Filippo Maria Caggiani
Lulu.com 2010
Cinque
anni
di silenzio, ore di registrazione in diversi studi, fior di musicisti e
special guest, una mole di canzoni,
un’avveniristica concezione grafica.
Quando, nel novembre del 1990, Claudio
Baglioni ruppe il lustro di pausa che lo divideva dal grande successo di La
vita è adesso, nessuno era disposto a credere che fosse davvero lui. Il
cantante della “maglietta fina” e
dei “passerotti”, ma anche quello del “gancio
in mezzo al cielo” di Strada facendo
o del “vecchio albergo della terra”
di La vita è adesso era cambiato. Profondamente.
Oltre era il
manifesto più emblematico di un’evoluzione,
ma anche di un’inquietudine, di un’ansia di rottura con un passato ingombrante, quello di cantore dei “buoni
sentimenti”. Bastarono poche cose a farlo capire definitivamente, a chiarire
che indietro non si poteva tornare. Il rock acuminato di Dagli il via, lo
scioglilingua di Io lui e la cana femmina, le donne “strambe”, “fiamminghe” etc.
di Le
donne sono, il 5/4 sghembo di Qui Dio non c’è, il “sudai di sud /
di vento diventai” di La piana dei cavalli bradi. Più che
segnali di diversità, un vero e proprio tuffo
nel rinnovamento. Non a caso Oltre
era un concept album, con protagonista
un avventuroso alter ego: Cucaio.
Filippo
Maria Caggiani,
giornalista valido e preparato, non ha certo scelto una strada facile,
volendosi avventurare nel racconto del making of di Oltre e delle sue peculiarità.
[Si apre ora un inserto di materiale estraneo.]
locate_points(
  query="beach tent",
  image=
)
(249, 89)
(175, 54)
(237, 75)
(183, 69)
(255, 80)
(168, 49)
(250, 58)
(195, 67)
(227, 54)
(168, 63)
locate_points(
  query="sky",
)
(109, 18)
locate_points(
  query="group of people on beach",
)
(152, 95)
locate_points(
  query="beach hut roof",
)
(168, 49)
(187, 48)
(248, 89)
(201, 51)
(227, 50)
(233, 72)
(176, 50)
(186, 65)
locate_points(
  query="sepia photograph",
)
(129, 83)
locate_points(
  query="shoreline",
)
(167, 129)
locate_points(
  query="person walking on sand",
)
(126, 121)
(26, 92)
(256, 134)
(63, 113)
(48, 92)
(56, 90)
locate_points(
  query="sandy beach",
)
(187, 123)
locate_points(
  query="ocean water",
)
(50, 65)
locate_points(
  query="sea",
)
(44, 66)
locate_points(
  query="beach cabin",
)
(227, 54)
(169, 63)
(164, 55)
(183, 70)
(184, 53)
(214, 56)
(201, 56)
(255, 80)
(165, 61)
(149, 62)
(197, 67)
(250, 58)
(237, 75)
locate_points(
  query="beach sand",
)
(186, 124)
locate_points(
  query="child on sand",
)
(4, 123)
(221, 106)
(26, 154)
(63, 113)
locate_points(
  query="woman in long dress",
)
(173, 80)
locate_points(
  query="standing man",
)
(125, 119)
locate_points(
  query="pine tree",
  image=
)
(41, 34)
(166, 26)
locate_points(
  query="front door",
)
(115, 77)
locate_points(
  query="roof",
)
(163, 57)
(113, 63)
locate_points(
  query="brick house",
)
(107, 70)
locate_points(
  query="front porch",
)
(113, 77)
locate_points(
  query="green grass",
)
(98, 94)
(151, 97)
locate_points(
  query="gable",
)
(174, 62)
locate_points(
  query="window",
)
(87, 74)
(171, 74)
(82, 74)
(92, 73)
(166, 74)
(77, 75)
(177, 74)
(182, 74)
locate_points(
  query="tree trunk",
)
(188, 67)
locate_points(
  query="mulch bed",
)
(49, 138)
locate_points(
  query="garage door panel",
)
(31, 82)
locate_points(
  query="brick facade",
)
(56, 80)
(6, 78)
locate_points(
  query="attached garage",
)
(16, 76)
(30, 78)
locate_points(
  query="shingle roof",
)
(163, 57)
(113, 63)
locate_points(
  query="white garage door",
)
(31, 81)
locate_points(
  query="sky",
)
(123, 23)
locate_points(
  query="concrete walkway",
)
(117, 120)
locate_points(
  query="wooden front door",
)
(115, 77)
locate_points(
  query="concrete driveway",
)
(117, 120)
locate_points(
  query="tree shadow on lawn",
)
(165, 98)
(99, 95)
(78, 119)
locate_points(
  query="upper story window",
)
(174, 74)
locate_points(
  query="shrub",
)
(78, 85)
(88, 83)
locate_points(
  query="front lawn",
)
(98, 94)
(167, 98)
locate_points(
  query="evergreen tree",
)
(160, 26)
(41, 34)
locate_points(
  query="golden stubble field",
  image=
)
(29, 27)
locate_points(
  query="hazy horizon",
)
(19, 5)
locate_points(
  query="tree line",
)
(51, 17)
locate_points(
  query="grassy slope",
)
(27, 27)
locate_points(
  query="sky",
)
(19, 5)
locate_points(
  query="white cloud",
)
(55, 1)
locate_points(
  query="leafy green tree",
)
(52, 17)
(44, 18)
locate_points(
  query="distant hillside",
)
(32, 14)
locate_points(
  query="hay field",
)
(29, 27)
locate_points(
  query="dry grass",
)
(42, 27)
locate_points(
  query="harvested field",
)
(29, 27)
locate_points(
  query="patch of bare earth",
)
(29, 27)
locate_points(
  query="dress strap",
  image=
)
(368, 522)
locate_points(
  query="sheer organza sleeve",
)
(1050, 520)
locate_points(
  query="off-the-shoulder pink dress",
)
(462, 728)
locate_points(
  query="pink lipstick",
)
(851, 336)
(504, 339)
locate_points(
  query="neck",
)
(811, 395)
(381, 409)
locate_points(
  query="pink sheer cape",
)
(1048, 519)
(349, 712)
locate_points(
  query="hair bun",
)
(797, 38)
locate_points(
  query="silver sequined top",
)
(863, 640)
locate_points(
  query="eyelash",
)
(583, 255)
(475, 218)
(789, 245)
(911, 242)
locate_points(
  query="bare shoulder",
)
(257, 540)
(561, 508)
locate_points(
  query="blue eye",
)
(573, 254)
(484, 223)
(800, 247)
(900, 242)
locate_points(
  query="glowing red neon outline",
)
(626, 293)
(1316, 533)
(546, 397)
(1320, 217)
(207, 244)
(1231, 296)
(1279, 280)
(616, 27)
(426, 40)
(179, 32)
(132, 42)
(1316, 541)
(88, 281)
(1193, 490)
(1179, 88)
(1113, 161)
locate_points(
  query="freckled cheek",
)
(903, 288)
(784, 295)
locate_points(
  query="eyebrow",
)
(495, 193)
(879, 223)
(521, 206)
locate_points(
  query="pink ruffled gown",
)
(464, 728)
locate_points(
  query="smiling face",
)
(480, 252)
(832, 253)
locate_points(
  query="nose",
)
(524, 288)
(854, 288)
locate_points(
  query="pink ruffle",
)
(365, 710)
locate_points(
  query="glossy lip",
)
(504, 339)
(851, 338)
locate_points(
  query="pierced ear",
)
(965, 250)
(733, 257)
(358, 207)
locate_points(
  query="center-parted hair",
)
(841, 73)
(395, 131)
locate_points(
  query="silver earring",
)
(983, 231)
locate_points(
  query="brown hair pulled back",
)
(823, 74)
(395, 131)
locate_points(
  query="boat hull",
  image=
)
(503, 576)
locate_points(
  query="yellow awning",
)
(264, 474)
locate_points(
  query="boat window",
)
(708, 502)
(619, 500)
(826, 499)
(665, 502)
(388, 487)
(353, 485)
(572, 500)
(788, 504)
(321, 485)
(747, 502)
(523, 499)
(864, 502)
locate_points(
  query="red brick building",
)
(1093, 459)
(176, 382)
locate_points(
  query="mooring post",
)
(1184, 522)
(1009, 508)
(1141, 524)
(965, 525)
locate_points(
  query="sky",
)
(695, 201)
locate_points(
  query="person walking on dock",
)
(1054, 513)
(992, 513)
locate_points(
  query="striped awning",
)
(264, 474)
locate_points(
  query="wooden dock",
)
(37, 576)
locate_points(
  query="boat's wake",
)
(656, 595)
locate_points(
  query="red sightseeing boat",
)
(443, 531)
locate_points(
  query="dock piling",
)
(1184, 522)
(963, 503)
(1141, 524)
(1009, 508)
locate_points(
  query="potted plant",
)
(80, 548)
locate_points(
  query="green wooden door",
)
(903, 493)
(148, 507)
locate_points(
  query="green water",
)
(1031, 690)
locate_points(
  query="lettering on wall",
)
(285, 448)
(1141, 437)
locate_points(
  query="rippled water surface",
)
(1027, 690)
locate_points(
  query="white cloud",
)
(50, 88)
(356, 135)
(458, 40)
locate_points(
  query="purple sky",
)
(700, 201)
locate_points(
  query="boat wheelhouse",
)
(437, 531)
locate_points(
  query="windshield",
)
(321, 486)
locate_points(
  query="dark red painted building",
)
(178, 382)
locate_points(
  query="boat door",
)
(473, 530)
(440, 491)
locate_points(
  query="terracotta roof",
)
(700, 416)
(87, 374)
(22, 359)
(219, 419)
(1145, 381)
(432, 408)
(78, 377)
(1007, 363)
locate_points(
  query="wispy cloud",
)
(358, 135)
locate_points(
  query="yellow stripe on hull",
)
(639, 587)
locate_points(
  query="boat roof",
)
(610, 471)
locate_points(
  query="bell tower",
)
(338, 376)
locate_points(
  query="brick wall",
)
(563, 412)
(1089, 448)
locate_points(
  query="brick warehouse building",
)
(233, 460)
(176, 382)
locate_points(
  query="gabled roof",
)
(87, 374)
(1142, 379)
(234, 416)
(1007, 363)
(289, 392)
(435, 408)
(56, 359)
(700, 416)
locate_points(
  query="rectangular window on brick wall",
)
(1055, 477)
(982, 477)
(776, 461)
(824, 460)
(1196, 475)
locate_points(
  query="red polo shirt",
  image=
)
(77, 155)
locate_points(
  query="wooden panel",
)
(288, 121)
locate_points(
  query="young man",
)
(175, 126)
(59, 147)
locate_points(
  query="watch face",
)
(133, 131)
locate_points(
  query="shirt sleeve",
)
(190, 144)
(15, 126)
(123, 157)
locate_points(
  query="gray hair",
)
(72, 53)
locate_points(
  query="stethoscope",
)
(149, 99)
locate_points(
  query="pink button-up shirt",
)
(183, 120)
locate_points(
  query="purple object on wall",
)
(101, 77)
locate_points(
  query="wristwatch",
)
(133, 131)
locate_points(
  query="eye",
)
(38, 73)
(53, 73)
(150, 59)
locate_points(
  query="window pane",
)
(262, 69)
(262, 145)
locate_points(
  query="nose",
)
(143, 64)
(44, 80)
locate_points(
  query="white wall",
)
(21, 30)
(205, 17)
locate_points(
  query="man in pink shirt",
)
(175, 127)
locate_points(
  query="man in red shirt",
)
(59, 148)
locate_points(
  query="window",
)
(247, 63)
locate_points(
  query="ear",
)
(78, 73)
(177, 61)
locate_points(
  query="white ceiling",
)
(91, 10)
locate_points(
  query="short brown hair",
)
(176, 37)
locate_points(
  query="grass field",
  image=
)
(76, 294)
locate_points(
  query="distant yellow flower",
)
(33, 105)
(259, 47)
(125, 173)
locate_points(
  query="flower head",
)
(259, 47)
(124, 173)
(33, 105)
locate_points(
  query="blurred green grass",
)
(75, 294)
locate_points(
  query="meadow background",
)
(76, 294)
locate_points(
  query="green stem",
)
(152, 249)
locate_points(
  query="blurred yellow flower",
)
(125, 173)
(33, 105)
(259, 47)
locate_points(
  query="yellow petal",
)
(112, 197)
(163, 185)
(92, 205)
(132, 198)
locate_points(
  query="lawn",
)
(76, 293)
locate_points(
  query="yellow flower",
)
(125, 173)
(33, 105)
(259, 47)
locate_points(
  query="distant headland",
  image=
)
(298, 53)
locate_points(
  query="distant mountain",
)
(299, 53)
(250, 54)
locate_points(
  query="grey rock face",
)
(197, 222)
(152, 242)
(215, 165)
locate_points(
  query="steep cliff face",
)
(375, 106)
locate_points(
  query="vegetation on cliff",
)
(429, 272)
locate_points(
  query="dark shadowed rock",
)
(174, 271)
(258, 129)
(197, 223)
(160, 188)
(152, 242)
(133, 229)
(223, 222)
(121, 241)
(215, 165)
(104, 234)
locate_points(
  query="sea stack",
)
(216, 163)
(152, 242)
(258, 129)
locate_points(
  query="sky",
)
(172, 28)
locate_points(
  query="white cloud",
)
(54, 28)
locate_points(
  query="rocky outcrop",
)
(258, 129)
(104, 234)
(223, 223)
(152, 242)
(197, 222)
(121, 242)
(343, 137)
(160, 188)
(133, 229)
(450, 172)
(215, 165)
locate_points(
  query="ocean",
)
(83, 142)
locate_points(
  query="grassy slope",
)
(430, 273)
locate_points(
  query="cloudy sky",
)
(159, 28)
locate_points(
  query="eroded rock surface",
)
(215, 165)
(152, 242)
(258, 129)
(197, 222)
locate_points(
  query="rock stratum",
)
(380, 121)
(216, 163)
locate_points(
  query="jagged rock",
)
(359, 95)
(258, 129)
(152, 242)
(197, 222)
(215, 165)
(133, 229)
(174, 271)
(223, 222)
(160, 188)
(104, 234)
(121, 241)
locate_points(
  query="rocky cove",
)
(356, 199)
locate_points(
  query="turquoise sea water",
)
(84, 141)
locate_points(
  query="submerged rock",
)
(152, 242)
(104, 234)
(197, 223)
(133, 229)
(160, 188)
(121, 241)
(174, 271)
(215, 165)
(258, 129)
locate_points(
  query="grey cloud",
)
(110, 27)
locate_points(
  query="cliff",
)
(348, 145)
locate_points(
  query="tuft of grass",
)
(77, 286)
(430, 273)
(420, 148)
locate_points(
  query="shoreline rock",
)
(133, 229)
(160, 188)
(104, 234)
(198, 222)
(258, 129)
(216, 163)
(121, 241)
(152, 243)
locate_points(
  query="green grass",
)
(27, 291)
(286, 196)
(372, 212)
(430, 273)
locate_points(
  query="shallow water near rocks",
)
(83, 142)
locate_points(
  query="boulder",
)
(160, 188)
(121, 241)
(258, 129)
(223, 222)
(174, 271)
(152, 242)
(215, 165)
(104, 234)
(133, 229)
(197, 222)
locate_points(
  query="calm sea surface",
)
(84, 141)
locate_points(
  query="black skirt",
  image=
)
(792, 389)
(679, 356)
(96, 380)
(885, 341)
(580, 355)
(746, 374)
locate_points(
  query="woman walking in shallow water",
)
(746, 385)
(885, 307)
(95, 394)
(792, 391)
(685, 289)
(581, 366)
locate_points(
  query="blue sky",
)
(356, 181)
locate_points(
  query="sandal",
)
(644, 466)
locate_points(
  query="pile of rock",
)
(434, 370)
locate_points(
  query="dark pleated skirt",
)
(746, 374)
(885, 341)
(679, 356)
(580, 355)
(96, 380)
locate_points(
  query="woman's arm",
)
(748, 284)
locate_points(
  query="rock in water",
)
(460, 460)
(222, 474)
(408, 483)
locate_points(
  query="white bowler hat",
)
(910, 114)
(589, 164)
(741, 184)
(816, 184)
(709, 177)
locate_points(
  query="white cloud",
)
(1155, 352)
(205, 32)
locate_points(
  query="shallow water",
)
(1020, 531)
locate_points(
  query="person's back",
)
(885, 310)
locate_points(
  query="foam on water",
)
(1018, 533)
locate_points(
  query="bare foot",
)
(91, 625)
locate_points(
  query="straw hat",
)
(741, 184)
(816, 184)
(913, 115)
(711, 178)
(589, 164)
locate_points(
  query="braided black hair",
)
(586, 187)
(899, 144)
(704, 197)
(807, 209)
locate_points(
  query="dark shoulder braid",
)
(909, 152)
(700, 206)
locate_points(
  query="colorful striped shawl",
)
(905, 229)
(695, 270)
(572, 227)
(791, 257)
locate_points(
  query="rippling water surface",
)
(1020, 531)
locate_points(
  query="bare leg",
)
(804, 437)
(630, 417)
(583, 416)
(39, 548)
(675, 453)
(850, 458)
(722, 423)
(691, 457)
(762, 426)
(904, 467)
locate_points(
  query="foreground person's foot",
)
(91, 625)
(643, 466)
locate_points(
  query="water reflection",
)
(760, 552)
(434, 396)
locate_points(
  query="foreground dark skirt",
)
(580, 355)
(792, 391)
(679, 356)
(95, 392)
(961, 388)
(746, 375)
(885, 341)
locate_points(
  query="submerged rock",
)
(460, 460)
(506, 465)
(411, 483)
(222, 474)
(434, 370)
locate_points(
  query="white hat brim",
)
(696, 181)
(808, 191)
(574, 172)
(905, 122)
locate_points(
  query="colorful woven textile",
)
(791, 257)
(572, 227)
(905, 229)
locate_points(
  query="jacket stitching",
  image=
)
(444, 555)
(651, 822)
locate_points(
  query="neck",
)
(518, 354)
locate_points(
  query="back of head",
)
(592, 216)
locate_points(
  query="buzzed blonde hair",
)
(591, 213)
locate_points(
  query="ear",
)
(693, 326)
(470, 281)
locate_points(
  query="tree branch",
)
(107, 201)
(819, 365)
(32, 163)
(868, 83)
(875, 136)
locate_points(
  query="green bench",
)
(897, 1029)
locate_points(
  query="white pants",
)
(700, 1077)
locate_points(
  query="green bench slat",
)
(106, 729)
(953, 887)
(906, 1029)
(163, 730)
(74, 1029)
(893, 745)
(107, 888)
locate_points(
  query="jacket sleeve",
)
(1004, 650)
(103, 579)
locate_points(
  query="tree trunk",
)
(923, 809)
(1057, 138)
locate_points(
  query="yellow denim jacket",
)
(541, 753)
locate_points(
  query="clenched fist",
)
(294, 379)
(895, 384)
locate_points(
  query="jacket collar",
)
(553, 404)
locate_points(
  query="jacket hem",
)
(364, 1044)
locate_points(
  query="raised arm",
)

Tutt’altro, egli ha voluto ridurre al minimo il facile amarcord di interviste a protagonisti e musicisti, concentrando la
sua attenzione sui brani, sulla loro
struttura e sul rapporto - mai così simbiotico e funzionale - con il testo. Pur
lasciando il dovuto spazio a Pasquale Minieri,
“sparring partner” baglioniano insieme a Celso
Valli, in un’approfondita intervista che finalmente fa luce su alcuni
elementi del lavoro di preparazione,
Caggiani si è soffermato sui singoli
venti brani che compongono il doppio album.
Lo schema
di riferimento, utile sia per l’autore che per la comprensione del lettore, è
quello già messo in campo da Gianfranco
Salvatore: scomponendo i pezzi nei loro elementi costitutivi e
presentandoli con un grafico comprensibile, Caggiani ci accompagna nei meandri di un disco complesso, mosso da
una profonda pulsione interiore ma
non per questo oscuro e incomprensibile. Anzi, l’autore ci fornisce una buona chiave di lettura, che è proprio
in quel magico amalgama che da sempre, anche nei dischi giovanili più
convenzionali, Baglioni ha sempre sviluppato: il matrimonio tra parole e musica. Un testo estremamente avvincente,
che avrebbe meritato il sostegno di un editore.